Ce qui fait que tout homme est une personne plus qu’un simple objet perçu et préhensible, n’est pas son corps mais son esprit. C’est pour cette raison qu’en Occident l’Esprit a toujours eu un statut plus élevé que celui du corps et que notre propre socialisation passe encore exclusivement par l’éducation de cet esprit. Une éducation délivrée dans une société moderne par des institutions socialement reconnues : la famille qui dispense à minima des règles de vie ou mieux une morale, et l’école qui ouvre l’esprit à des nouveaux horizons notamment en dispensant des savoirs intellectuels constitués.

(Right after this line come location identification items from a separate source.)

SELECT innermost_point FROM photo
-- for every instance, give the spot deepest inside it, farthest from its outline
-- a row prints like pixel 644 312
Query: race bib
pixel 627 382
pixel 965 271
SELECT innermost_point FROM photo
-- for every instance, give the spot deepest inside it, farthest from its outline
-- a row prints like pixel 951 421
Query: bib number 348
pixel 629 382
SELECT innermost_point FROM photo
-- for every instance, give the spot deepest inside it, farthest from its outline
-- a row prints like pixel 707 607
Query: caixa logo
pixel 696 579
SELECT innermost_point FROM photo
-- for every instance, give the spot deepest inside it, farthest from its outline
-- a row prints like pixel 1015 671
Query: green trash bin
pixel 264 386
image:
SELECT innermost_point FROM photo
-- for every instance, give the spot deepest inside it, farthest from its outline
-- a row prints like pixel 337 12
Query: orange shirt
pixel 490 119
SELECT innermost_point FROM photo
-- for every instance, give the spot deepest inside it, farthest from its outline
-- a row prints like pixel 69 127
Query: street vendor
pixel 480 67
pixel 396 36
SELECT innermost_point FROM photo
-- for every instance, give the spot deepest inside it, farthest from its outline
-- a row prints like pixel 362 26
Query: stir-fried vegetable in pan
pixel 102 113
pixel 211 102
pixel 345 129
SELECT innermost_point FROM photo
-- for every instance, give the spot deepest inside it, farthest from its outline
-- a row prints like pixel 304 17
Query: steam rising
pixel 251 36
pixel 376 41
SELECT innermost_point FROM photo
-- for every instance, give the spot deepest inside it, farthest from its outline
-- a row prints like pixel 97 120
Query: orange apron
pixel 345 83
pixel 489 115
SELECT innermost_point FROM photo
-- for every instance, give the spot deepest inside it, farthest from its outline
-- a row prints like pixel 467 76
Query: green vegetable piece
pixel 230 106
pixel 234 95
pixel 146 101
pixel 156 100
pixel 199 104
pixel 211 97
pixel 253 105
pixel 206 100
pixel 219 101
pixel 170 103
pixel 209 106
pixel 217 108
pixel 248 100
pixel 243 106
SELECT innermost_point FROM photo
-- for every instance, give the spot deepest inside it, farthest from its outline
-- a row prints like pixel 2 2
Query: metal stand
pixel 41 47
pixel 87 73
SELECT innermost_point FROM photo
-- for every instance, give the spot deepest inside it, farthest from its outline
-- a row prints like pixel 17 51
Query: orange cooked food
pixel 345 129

Nom métaphorique d’une conscience ou d’une imagination, ou encore plus prosaïquement d’un cerveau au travail, l’esprit demeure le grand éducateur disciplinaire de notre Etre notamment par la volonté , mélange d’instinct et de conscience, qui se manifeste au travers de nos actes. Dans beaucoup de sagesses même orientales, l’homme reste et demeure un être agissant sur son environnement et ce qui le guide est bien plus que son système nerveux et ses instincts car beaucoup de ses actions ne sont pas uniquement des réactions (je réagis pour répondre à une adversité qui m’agresse ou pour répondre des besoins naturels) mais des actes « réfléchis » qui engendrent des effets sur les choses ou les êtres sur lesquelles s’exercent ces actes. C’est la prise de conscience des effets dans le temps même court de nos actions, que la volonté révèle la force même de notre Esprit allant jusqu’à établir des « Plans d’actions » ou réaliser des « Projections » (au sens de proposer des projets) ». Mais sacraliser l’esprit, comme pensée agissante ou force psychique, en le coupant de tout lien avec la réalité auquel nous rattache naturellement notre corps, c’est faire de cet esprit un ego qui peut devenir malade en raison d’une trop forte propension à l’abstraction ou encore d’une surestimation de soi.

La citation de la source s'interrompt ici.